Friday, November 20, 2015

The Granite State Chapter of the Association of the U.S. Army has been renamed for a Civil War colonel who was famous for wearing a red bandanna on his head rather than a traditional officer’s cap.

The Col. Edward Cross Chapter is named for a 5th New Hampshire Volunteer Infantry officer who died on July 3, 1863, in the Battle of Gettysburg. Cross, a newspaperman and occasional Army scout, was commissioned at the start of the Civil War, and gained a reputation as a colorful and daring leader. Wounded at the Battle of Seven Pines in Virginia and again at the Battle of Antietam in Maryland, Cross was said to favor a red bandanna because it was easier for his men to spot it on the battlefield.

His journal, filled with lists of his soldiers, newspaper clippings and his description of some battles, is part of a Civil War collection at the University of New Hampshire Library. After one battle, he wrote that most of his officers were shot. “I lay on the ground for nearly three hours—part of the time between two fires—momentarily expecting to die, when I was discovered by Lt. Dan K. Cross of my regiment,” he wrote. “While lying there on the ground I saw many acts of cowardice and bravery.”

Cross led a brigade of the 1st Division, II Corps, during the Battle of Gettysburg. On July 2, 1863, the 1st Division was sent to the left flank after Confederates attacked the salient formed by III Corps. Cross's brigade was formed on the left of the division's battle line as it entered the Wheatfield. During the fighting, Cross was mortally wounded while at the left of his line near the Rose Woods. He died the next day at a field hospital. His body was shipped home to Lancaster, N.H., for burial in the town's cemetery.

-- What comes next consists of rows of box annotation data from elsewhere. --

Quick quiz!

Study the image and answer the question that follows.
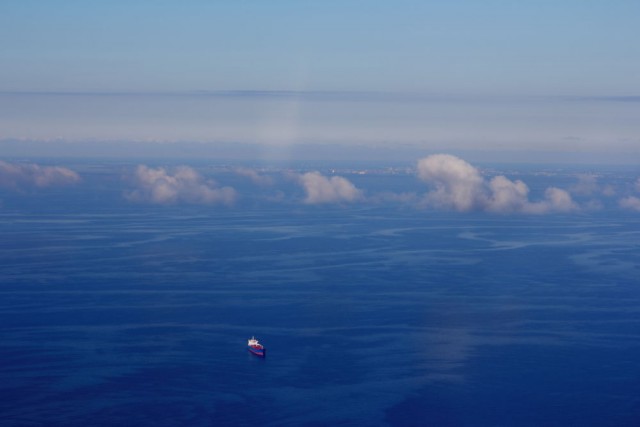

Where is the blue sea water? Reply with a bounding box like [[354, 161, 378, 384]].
[[0, 166, 640, 426]]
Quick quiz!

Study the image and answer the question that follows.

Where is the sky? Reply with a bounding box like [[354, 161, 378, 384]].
[[0, 0, 640, 162]]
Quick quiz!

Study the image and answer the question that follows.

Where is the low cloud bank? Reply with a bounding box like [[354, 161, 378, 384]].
[[125, 165, 236, 205], [298, 172, 363, 204], [0, 160, 80, 190], [418, 154, 578, 214]]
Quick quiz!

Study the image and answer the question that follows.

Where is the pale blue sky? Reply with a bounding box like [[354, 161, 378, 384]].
[[0, 0, 640, 162]]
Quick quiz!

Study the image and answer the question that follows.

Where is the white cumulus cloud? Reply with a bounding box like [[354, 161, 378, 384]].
[[418, 154, 578, 214], [125, 165, 236, 205], [298, 172, 363, 204], [0, 160, 80, 190]]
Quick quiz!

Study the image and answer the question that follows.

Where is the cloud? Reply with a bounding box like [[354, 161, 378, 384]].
[[298, 172, 363, 204], [618, 196, 640, 212], [125, 165, 236, 205], [570, 174, 615, 197], [418, 154, 578, 214], [0, 160, 80, 190], [235, 167, 273, 187], [618, 178, 640, 212]]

A report filed by his aide, Maj. Charles A. Hale, after Cross’s death, said the colonel “evidently had a strong premonition of his death. It did not seem to affect him much. In fact, it affected me more than it did himself, for I was then only a smooth-faced boy of 19 while he was a long-bearded man of 31.” Hale said Cross announced as moved along the mountain that this would be his “last battle,” and asked the aide to attend to his books, papers and a private box to be turned over to his brother. Hale was not with Cross when the colonel was mortally wounded, but reports that Cross’s last words were, “I think the boys will miss me.”